Post by stig58 » 05 Oct 2015 19:41

I have read the posts on the sinking of the Graf Spee a very interesting topic, I noticed nobody has mentioned the 1956 British war film "The Battle of the River Plate" I’m not sure how accurate the film is but it is very entertaining. In the film Captain Langsdorff is portrayed as not very sympathetic to Adolf Hitler and the Nazi party, it was probably the consequences of Langsdorff or the Kriegsmarine decision to scuttle the Graf Spee which would not have been received well back in Germany, and consequently Langsdorff’s decision to commit suicide, as he would have been made a scapegoat by the Nazis for the loss of his battleship, and if the portrayal of Langsdorff the anti- Nazi are true then his punishment would probably have been very severe. I have posted and interesting picture of Langsdorff attending his crew’s funeral service, as someone on the forum has already pointed out that Langsdorff is not giving the Nazi salute, just the traditional navy salute, and if you notice none of his crew is giving the Nazi salute, even the priests are giving the Sieg Heil!

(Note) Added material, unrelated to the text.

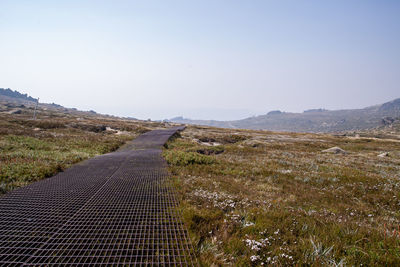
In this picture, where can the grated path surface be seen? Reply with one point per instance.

But not Langsdorff and his men. However the most poignant moment in the picture is the German minister giving the Nazi salute standing just behind Langsdorff, look at the expression on the ministers face, he was obviously not pleased by Langsdorff’s salute, and I think once the funeral service ended, the minister and Langsdorff exchanged words back at the German embassy in Montevideo, and messages were sent back to Berlin regarding Langsdorff and his men’s conduct. So I believe Langsdorff probably knew what was waiting for him back in Germany and therefore ended his life in Uruguay.